Tuesday, April 18, 2006

Weekend of Controversy Flags Up Offside Mess


Some serious issues currently face the footocrats within FIFA whose ruminations and machinations in secluded Swiss committee rooms direct the substance of how the world's favourite game is played down to its grassroots. These matters include securing plum reservations in Germany's top restaurants and hotels during the World Cup, jockeying for position at the top table with Sepp Blatter and Franz Beckenbauer at the official FIFA pre-tournament dinner, and perhaps picking up a few new suits for the gruelling month of gladhandling that lies ahead.

Critical as these matters are, however, down amongst the lumpen masses who actually play and support the game, each weekend brings new and more dispiriting examples of two problems which are immeasurably harming the integrity of the game: diving and the craziness of the current interpretation of the offside rule.

While the former is a cancer which has long afflicted the game (just yesterday Eurosport showed highlights of the 1974 World Cup Final, in which Wim Jansen of Holland delicately brushed the fibres of Bernd Holzenbein's sock, sending the German into penalty-winning orbit) and has roots in the diverse cultures and attitudes within the game and the natures of those that play it, the latter is - pure and simple - a fiasco of the game's own making, the resolution of which should be at the top of FIFA's menu...er, I mean, agenda.

Last weekend's Premiership fixtures provided the latest exhibits, in the form of Djibril Cisse's 'non-interference' with the move that led to Robbie Fowler's winning goal for Liverpool at Blackburn, and Kevin Philips' movement from an offside position to contribute to Gary Cahill's astonishing second for Aston Villa against Birmingham.

Both cases highlight separate nonsenses which the definitions within the law foster. In Philips' case, the problem is a simple one of confusion, and the removal of the concept of a clear-cut offside decision from the match officials' repertoires. If an attacker is occupying an offside position when a dead ball is played into the box, the linesman (we will have no truck here with the assistant referee nomenclature, thank you) will not raise his flag immediately, only doing so when the attacker becomes involved with active play.

Fine. But as football has proven since the days of waxed moustaches and baggy shorts, referees are human - and therefore fallible - and rather than introduce measures to make their job easier or to reduce the potential for human error, the latest definition simply provides a bountiful habitat for the proliferation of cock-ups. Linesmen, addled by confusion, keep their flags in a default "down" position, hoping that the clearly offside attacker disappears into obscurity by the time the move has resolved itself.

At Villa Park the linesman must have seen that Philips was offside, then, like a copper tracking a shoplifter on a busy high street, lost him, guv. Philips, Artful Dodger-like, reappeared as the ball arrived into the box, ghosted through the crowd and got his head on the cross: in other words, became involved in active play. A perfect example, therefore, of a linesman mired in the precarious quicksand of the offside law's current guise.

While this example featured the time-honoured vista of the befuddled official, the Cisse case involved a more pernicious display of the new interpretation's pitfalls. Taking the semantics of Law 11 to their conclusion, referee Alan Wiley and linesman Barry Sygmuta adjudged Cisse not to be involved in active play as he was not "interfering with play, interfering with an opponent or gaining an advantage by being in that position."

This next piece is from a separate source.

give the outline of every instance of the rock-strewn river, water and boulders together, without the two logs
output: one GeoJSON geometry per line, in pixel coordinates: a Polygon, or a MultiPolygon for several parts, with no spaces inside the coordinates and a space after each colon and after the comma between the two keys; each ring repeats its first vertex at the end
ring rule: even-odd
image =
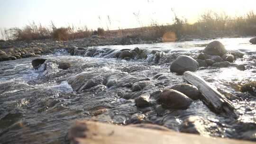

Delve further into Law 11, specifically the definitions of active play as detailed by the International Football Association Board (IFAB) meeting in London in February 2005, and you find the following:

-Interfering with play means playing or touching the ball passed or touched by a team mate.

-Interfering with an opponent means preventing an opponent from playing or being able to play the ball by clearly obstructing the opponent's line of vision or movements or making a gesture or movement which, in the opinion of the referee, deceives or distracts an opponent.

Cisse quite clearly did not play or touch the ball. However, did he interfere with an opponent? Did he, by making that 'gesture or movement' toward the ball deceive or distract the Blackburn defence? Not in the opinion of Messrs Wiley and Sygmuta, for whom Cisse's very presence at that moment in the Blackburn 18-yard box was entirely inconsequential - indeed the bold Djibril may as well have been playing tennis with the Dalai Lama for all the involvement he was having on the play at that moment. Needless to say, Mark Hughes and his Blackburn players had some quibbles with this interpretation.

The offside rule, as football's one major regulation against total on-pitch free expression, needs to be kept simple and dogmatic, not convoluted and labyrinthe in its formulation.

Now, we're generally not given around these parts to those hoary old one-liners that get copied and pasted onto forwarded emails, so that we can read of the no-nonsense working class wisdom which bygone managers have imparted and apply it to the daft and shiny-fangled world of modern football. But, in this case, the last word is left to Bill Shankly: "If a player is not interfering with play or seeking to gain an advantage, then what is he doing on the pitch?"